VIDEO: Watch the first 20 minutes of Homeland Season 2

After a period of relative silence, Abu Nazir reaches out to Brody via a journalist (Zuleikha Robinson). He's given a mission that Brody believes violates the terms of their agreement at the end of Season 1. "He's started to convince himself that actually maybe it is possible that Nazir won't ask any more of him," Gansa says. "[Brody's] bargain with Nazir was, 'I'm not going to do any more overt acts of terrorism. I'm not blowing anybody up. I'm going to influence policy from within the halls of power.' [And] his functioning as a congressman has been incredibly rewarding to him personally and professionally. That all gets exploded in the first episode and puts Brody on a very slippery slope, which he'll be on for most of the season."

Nazir's plans also bring the terrorist leader to Beirut, where Carrie's former handler Saul (Mandy Patinkin) is now the station chief. When a former asset of Carrie's shows up with information about an attack on America, Saul reluctantly reaches out to Carrie for help. "He is torn between his personal and professional relationship to Carrie," Gansa says. "He knows how much it cost her last year. But at the same time, he's also got that intelligence bug. It's what he does. It's what he's dedicated his life to and in this particular instance there really isn't a choice."
And there isn't really a choice for Carrie either. "She's a dedicated intelligence officer whose whole life up to this point has been about protecting Americans," Gansa says. "When she hears that she could be instrumental in averting [an attack], that's a very powerful draw on her. She realizes the risks that it might pose to her own mental health, but she can't resist. It's what she does. It's what turns her on. It's her raison d'etre, and it's hard to turn your back on that. She's most alive when she's flying close to the sun."
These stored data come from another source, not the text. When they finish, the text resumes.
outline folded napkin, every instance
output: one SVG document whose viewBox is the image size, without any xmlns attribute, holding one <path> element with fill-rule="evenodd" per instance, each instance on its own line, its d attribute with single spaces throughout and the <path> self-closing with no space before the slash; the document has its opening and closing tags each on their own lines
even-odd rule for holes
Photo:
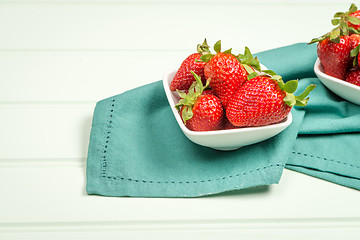
<svg viewBox="0 0 360 240">
<path fill-rule="evenodd" d="M 293 123 L 266 141 L 218 151 L 188 140 L 171 112 L 162 82 L 96 104 L 87 157 L 89 194 L 196 197 L 278 183 L 286 167 L 360 189 L 360 107 L 315 78 L 314 46 L 295 44 L 257 54 L 285 80 L 318 87 Z"/>
</svg>

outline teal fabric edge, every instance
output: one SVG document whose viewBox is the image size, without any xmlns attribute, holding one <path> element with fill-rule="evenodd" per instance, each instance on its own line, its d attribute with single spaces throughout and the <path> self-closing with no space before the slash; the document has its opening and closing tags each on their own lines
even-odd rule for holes
<svg viewBox="0 0 360 240">
<path fill-rule="evenodd" d="M 303 174 L 306 174 L 309 176 L 313 176 L 313 177 L 316 177 L 318 179 L 321 179 L 321 180 L 324 180 L 327 182 L 335 183 L 342 187 L 349 187 L 349 188 L 353 188 L 356 190 L 360 190 L 360 179 L 358 179 L 358 178 L 342 176 L 342 175 L 334 174 L 332 172 L 322 171 L 320 169 L 307 168 L 307 167 L 297 166 L 297 165 L 292 165 L 292 164 L 286 164 L 285 168 L 299 172 L 299 173 L 303 173 Z"/>
<path fill-rule="evenodd" d="M 339 161 L 338 159 L 321 156 L 315 152 L 308 153 L 297 151 L 296 147 L 294 151 L 292 151 L 291 161 L 288 161 L 287 164 L 291 166 L 308 166 L 316 171 L 358 179 L 358 187 L 360 188 L 360 178 L 355 177 L 357 175 L 360 177 L 359 165 L 353 165 L 348 162 Z"/>
<path fill-rule="evenodd" d="M 86 190 L 88 194 L 96 194 L 113 197 L 202 197 L 205 195 L 219 194 L 236 189 L 246 189 L 255 186 L 277 184 L 280 181 L 284 164 L 272 164 L 248 172 L 224 176 L 216 179 L 204 179 L 198 181 L 162 181 L 157 182 L 145 179 L 131 179 L 113 176 L 100 176 L 98 179 L 90 178 Z M 270 174 L 271 173 L 271 174 Z M 258 181 L 247 181 L 246 178 Z M 119 184 L 123 182 L 124 184 Z M 126 184 L 125 184 L 126 182 Z M 226 182 L 226 184 L 222 184 Z M 99 191 L 98 185 L 102 185 Z M 138 191 L 139 185 L 143 185 L 142 191 Z M 159 186 L 161 185 L 161 188 Z M 189 194 L 188 187 L 192 185 L 198 189 L 197 194 Z M 172 191 L 176 187 L 177 191 Z"/>
<path fill-rule="evenodd" d="M 110 126 L 107 120 L 111 115 L 108 107 L 110 101 L 111 98 L 101 100 L 94 109 L 86 165 L 86 191 L 90 192 L 92 186 L 100 184 L 101 172 L 106 160 L 106 153 L 104 151 Z M 98 138 L 95 136 L 102 137 Z M 102 158 L 99 159 L 98 156 Z M 93 176 L 98 177 L 95 178 Z"/>
</svg>

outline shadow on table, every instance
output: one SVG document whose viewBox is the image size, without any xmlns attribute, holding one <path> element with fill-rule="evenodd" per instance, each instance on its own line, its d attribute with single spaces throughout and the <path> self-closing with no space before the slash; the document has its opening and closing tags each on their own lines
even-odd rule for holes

Homeland Scoop: Will Carrie regain her memory?

Even though they can't know it, Carrie and Brody are once again on a collision course. As for the moment they meet again? "I think it's the most charged moment we've done so far," Gansa says with glee. "Carrie clearly remembers what happened to her. She remembers who Brody is. She remembers the fact that she suspected Brody, and she's convinced that she was wrong about him."But she may not stay convinced very long. "We now know who Brody is, why he is what he is, and what he planned to do last season," Gansa says. "We're going to have to put Brody in another situation where he is pressure-cooked. And it opens up an entirely new possibility for how Carrie and Brody are going to relate to each other."

But the big question remains: Will Carrie once again fly too close to the sun? "It's kind of the point of the whole season in a way," Gansa says. "Carrie is going to have some very, very difficult choices to make by the end of this season."

Homeland premieres Sunday at 10/9c on Showtime.